Given the input:
original md5 is ['0430f244a18146a0815aa1dd4012db46', '0430f244a18146a0815aa1dd40 12db46', '59739CCDA2F15D5AC16DB6695CAE3378']
downloader file md5 is 59739ccda2f15d5ac16db6695cae3378
You have two problems.
First of all, that first one isn't just an MD5, but an MD5 and two other things.
To fix that: If you know that origmd5
will always be in this format, just use origmd5[2]
instead of origmd5
. If you have no idea what origmd5
is, except that one of the things in it is the actual MD5, you'll have to compare against all of the elements.
Second, the actual MD5 values are both hex strings representing the same binary data, but they're different hex strings (because one is in uppercase, the other in lowercase). You could fix this by just doing a case-insensitive comparison, but it's probably more robust to unhexlify them both and compare the binary values.
In fact, if you've copied and pasted the output correctly, at least one of those hex strings has a space in the middle of it, so you actually need to unhexlify hex strings with optional spaces between hex pairs. AFAIK, there is no stdlib function that does this, but you can write it yourself in one step:
def unhexlify(s):
return binascii.unhexlify(s.replace(' ', ''))

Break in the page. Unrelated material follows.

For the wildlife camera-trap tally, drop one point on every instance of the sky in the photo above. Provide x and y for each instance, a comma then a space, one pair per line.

Meanwhile, I'm not sure why you're trying to use difflib.SequenceMatcher
at all. Two slightly different MD5 hashes refer to completely different original sources; that's kind of the whole point of MD5, and crypto hash functions in general. There's no such thing as a 95% match; there's either a match, or a non-match.
So, if you know the 3rd value in origmd5
is the one you want, just do this:
s = unhexlify(origmd5[2]) == unhexlify(dlmd5)
Otherwise, do this:
s = any(unhexlify(origthingy) == unhexlify(dlmd5) for origthingy in origmd5)
Or, turning it around to make it simpler:
s = unhexlify(dlmd5) in map(unhexlify, origthingy)
Or whatever equivalent you find most readable.